--- headline: "Study of 100,000 People Finds Generative AI Now Outperforms Humans on Creativity Tests" slug: genai-outperforms-humans-creativity category: research story_number: 11 date: 2026-05-27 ---
The largest-ever comparison of human and machine creativity reveals AI models like GPT-4 can now surpass the average person on divergent thinking tasks -- but the most imaginative humans still reign supreme.
In what researchers are calling a turning point for artificial intelligence, a landmark study published in Scientific Reports has found that leading AI models now outperform the average human on standardized creativity tests. The study, which compared several large language models against more than 100,000 human participants, represents the largest direct comparison of human and machine creativity ever conducted.
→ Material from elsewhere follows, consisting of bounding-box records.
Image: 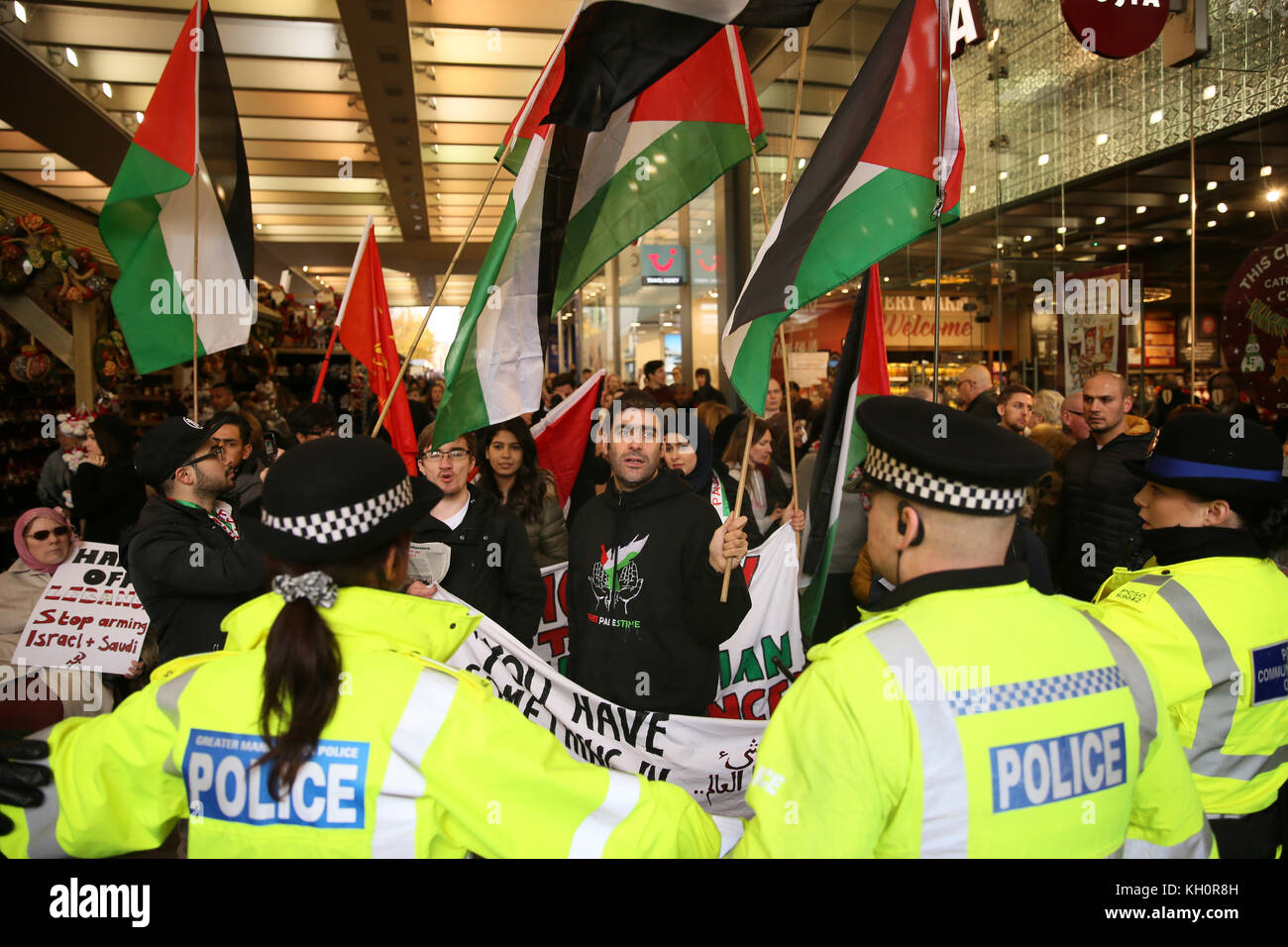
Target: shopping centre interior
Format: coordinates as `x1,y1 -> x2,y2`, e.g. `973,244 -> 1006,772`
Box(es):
0,0 -> 1288,499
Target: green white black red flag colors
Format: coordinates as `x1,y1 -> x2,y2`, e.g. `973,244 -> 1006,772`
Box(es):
536,0 -> 819,132
802,265 -> 890,638
98,0 -> 257,374
434,27 -> 764,443
720,0 -> 965,414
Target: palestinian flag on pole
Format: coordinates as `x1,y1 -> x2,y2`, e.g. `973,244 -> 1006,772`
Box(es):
538,0 -> 819,132
98,0 -> 257,374
434,27 -> 764,443
802,265 -> 890,638
720,0 -> 965,414
532,368 -> 604,517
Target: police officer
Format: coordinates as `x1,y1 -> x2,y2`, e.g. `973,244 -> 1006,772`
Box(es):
0,437 -> 737,858
1091,414 -> 1288,858
734,397 -> 1214,858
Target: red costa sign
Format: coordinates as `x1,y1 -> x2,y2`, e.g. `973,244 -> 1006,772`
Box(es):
1060,0 -> 1168,59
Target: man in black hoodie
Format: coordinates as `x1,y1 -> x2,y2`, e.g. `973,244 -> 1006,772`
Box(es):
568,391 -> 751,716
121,417 -> 265,664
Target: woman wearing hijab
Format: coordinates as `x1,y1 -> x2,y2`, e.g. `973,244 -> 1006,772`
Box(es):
0,506 -> 112,733
72,415 -> 149,546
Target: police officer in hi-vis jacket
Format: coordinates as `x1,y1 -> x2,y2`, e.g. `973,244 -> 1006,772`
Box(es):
1091,414 -> 1288,858
734,397 -> 1214,858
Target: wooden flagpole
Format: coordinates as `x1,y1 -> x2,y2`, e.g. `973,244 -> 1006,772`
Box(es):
189,0 -> 205,423
371,153 -> 507,437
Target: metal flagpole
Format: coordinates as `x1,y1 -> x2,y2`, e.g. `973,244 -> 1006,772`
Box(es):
189,0 -> 205,423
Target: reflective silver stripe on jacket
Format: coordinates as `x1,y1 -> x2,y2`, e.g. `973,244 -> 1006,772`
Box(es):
1132,575 -> 1288,783
23,724 -> 71,858
158,665 -> 202,778
568,770 -> 640,858
867,621 -> 969,858
371,668 -> 456,858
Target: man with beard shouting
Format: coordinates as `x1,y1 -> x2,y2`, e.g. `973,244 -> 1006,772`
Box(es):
568,390 -> 751,716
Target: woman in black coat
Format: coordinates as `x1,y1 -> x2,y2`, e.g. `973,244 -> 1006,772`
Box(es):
72,415 -> 149,545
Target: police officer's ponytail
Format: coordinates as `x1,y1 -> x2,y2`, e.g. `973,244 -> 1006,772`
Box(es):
259,533 -> 411,797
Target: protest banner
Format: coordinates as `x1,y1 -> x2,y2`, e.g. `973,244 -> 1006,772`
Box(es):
528,530 -> 805,720
434,587 -> 765,818
13,543 -> 149,674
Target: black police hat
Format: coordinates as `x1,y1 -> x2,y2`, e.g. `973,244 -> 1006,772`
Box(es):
1124,411 -> 1288,500
134,417 -> 211,491
237,437 -> 443,563
858,395 -> 1051,517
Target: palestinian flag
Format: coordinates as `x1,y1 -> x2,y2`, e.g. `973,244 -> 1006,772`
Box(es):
434,27 -> 765,443
802,265 -> 890,638
720,0 -> 965,414
98,0 -> 257,374
532,368 -> 604,517
540,0 -> 819,132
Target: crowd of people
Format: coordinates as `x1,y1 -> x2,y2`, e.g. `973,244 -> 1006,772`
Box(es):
0,361 -> 1288,857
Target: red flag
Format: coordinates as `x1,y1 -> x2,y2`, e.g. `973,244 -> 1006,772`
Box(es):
532,368 -> 604,517
335,217 -> 417,476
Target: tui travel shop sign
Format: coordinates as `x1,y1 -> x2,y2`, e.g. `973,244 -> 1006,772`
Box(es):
1221,231 -> 1288,411
1060,0 -> 1168,59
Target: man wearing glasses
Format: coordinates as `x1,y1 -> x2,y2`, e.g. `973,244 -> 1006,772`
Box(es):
121,417 -> 265,664
407,424 -> 546,647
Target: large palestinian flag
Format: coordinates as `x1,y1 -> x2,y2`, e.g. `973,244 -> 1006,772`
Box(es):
98,0 -> 257,374
434,27 -> 764,443
720,0 -> 965,414
537,0 -> 819,132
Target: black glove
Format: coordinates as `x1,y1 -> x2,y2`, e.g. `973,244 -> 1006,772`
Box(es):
0,736 -> 54,835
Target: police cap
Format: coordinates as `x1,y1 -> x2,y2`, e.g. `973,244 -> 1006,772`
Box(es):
858,395 -> 1051,517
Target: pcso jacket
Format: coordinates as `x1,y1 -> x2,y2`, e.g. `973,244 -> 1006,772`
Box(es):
568,471 -> 751,715
1091,530 -> 1288,815
1047,432 -> 1150,601
734,566 -> 1214,858
415,485 -> 546,646
0,587 -> 737,858
121,496 -> 265,663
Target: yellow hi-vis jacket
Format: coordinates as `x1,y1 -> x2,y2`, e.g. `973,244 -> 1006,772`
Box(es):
733,569 -> 1215,858
1091,556 -> 1288,815
0,587 -> 741,858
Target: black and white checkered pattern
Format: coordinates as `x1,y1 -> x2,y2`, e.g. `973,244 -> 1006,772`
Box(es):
259,476 -> 412,545
863,443 -> 1025,515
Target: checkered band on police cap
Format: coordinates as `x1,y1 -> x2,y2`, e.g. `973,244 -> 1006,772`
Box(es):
259,476 -> 412,545
863,443 -> 1025,515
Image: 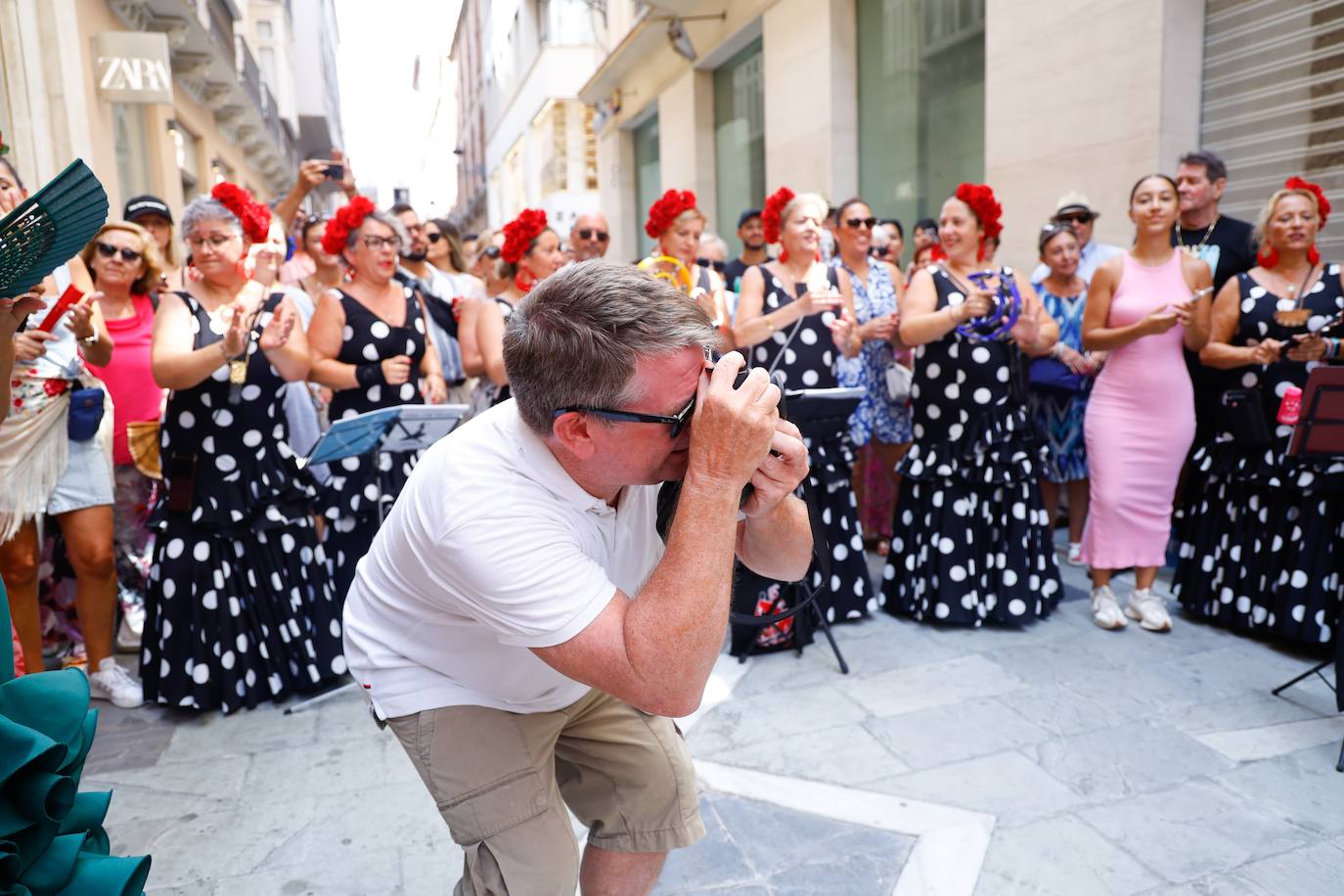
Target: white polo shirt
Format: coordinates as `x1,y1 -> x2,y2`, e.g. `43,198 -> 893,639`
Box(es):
345,400 -> 662,717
The research was led by Professor Karim Jerbi from the Department of Psychology at the Universite de Montreal, with co-first authors Antoine Bellemare-Pepin and Francois Lespinasse. The team also included Yoshua Bengio, the Turing Award-winning pioneer of deep learning and founder of Mila, Quebec's AI Institute. Collaborating institutions spanned Universite Concordia, the University of Toronto Mississauga, and Google DeepMind.
"Our study shows that some AI systems based on large language models can now outperform average human creativity on well-defined tasks," Professor Jerbi explained. "This result may be surprising -- even unsettling -- but our study also highlights an equally important observation: even the best AI systems still fall short of the levels reached by the most creative humans."
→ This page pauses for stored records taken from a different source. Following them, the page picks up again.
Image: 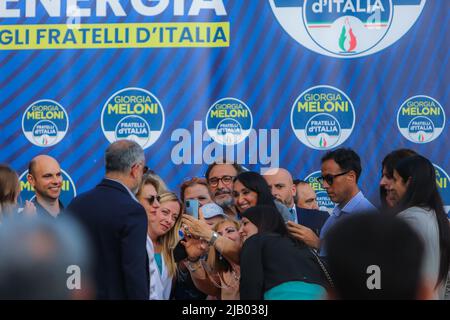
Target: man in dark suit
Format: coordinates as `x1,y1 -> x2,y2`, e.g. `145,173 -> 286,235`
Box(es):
264,168 -> 329,248
68,140 -> 149,299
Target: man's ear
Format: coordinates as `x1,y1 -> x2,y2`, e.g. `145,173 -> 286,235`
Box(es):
347,170 -> 357,183
406,177 -> 412,187
27,174 -> 35,187
130,164 -> 139,178
416,280 -> 436,300
291,184 -> 297,197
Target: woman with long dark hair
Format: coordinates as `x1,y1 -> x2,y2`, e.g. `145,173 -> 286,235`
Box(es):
239,205 -> 327,300
392,156 -> 450,298
380,149 -> 417,209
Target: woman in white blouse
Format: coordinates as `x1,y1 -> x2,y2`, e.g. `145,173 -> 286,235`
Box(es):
137,179 -> 182,300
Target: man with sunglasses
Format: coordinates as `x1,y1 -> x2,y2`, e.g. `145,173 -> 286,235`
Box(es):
317,148 -> 377,255
263,168 -> 329,247
68,140 -> 149,300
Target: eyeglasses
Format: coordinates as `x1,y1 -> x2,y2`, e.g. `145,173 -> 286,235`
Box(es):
146,196 -> 161,206
208,176 -> 235,187
133,162 -> 151,174
317,170 -> 350,186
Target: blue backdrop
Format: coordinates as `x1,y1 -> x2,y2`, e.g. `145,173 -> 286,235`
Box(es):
0,0 -> 450,215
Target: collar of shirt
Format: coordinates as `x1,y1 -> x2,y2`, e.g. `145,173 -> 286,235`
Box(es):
289,204 -> 298,223
32,198 -> 64,218
332,191 -> 364,217
105,178 -> 139,202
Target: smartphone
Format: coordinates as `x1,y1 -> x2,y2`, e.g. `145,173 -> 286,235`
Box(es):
184,199 -> 200,219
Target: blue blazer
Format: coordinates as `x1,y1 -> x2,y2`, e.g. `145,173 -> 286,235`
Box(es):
295,206 -> 330,236
67,179 -> 149,300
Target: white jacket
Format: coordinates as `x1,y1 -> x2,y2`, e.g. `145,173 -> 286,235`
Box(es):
146,235 -> 172,300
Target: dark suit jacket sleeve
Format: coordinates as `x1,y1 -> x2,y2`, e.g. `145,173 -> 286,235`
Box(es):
121,209 -> 150,300
239,235 -> 264,300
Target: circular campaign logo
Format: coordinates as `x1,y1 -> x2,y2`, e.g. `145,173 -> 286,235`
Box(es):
397,96 -> 445,143
433,164 -> 450,219
291,86 -> 355,150
101,88 -> 164,149
304,171 -> 335,214
205,98 -> 253,145
19,169 -> 77,207
270,0 -> 426,58
22,99 -> 69,147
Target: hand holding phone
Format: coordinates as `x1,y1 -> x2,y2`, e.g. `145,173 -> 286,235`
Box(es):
185,199 -> 200,219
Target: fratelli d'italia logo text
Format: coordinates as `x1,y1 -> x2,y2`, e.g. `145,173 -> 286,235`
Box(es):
22,99 -> 69,147
270,0 -> 426,58
205,98 -> 253,146
397,96 -> 445,143
291,85 -> 355,150
101,88 -> 164,149
433,164 -> 450,219
304,171 -> 336,213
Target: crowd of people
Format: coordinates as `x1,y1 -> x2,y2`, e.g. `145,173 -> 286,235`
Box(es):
0,140 -> 450,300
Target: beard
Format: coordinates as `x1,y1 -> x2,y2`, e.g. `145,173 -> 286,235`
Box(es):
214,196 -> 234,209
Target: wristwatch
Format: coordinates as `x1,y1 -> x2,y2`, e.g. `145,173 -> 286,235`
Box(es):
208,231 -> 219,246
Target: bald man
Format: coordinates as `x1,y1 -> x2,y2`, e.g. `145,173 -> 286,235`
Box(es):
263,168 -> 329,248
27,155 -> 64,218
296,180 -> 319,209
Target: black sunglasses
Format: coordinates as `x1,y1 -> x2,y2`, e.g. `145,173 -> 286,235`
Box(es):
146,196 -> 161,206
317,170 -> 350,186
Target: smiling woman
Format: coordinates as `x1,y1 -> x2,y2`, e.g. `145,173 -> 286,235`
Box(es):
233,171 -> 276,213
138,188 -> 182,300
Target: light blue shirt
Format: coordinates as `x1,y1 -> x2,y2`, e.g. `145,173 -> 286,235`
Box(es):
320,191 -> 377,256
105,178 -> 139,202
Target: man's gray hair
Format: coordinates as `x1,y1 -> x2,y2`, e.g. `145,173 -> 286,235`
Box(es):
105,140 -> 145,173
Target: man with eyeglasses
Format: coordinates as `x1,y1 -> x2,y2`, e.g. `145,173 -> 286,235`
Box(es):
27,155 -> 64,218
205,161 -> 244,217
263,168 -> 329,247
68,140 -> 149,300
317,148 -> 377,255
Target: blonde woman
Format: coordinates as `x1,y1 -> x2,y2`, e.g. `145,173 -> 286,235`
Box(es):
138,189 -> 182,300
181,217 -> 242,300
0,164 -> 36,223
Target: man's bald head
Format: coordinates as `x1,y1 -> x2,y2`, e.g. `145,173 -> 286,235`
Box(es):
263,168 -> 296,208
28,154 -> 59,174
27,155 -> 62,201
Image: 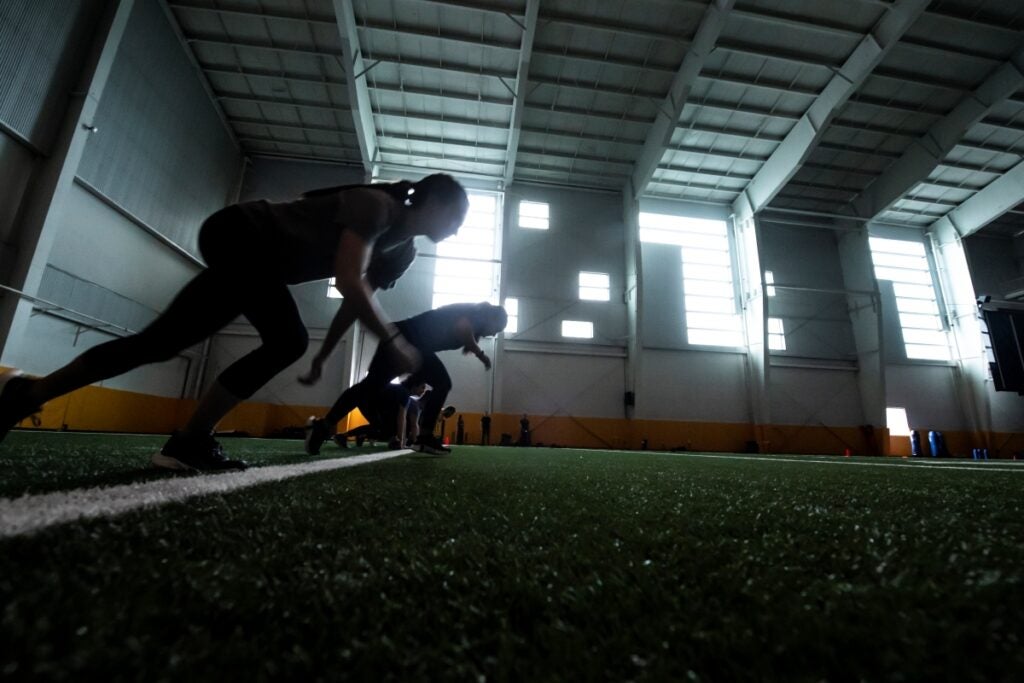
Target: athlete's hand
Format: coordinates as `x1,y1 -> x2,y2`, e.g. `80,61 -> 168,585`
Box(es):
299,360 -> 324,386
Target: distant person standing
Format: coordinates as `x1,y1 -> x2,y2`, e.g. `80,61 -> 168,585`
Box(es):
480,413 -> 490,445
519,413 -> 529,446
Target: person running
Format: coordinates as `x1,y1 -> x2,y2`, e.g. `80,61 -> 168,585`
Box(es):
0,174 -> 469,470
334,376 -> 429,449
300,303 -> 508,456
How They Measured Creativity
The primary tool was the Divergent Association Task (DAT), a well-established instrument in cognitive psychology developed by study co-author Jay Olson of the University of Toronto. The DAT asks participants -- human or AI -- to generate ten words with meanings as distinct from one another as possible. Scores are calculated based on the semantic distance between the chosen words, with greater distance indicating higher divergent creativity.
Critically, DAT performance in humans correlates strongly with results on other established creativity assessments used in idea generation, writing, and creative problem solving -- meaning the task captures genuine creative cognition, not merely vocabulary breadth. The test takes only two to four minutes and can be administered online, which enabled the researchers to amass their enormous sample of over 100,000 human participants.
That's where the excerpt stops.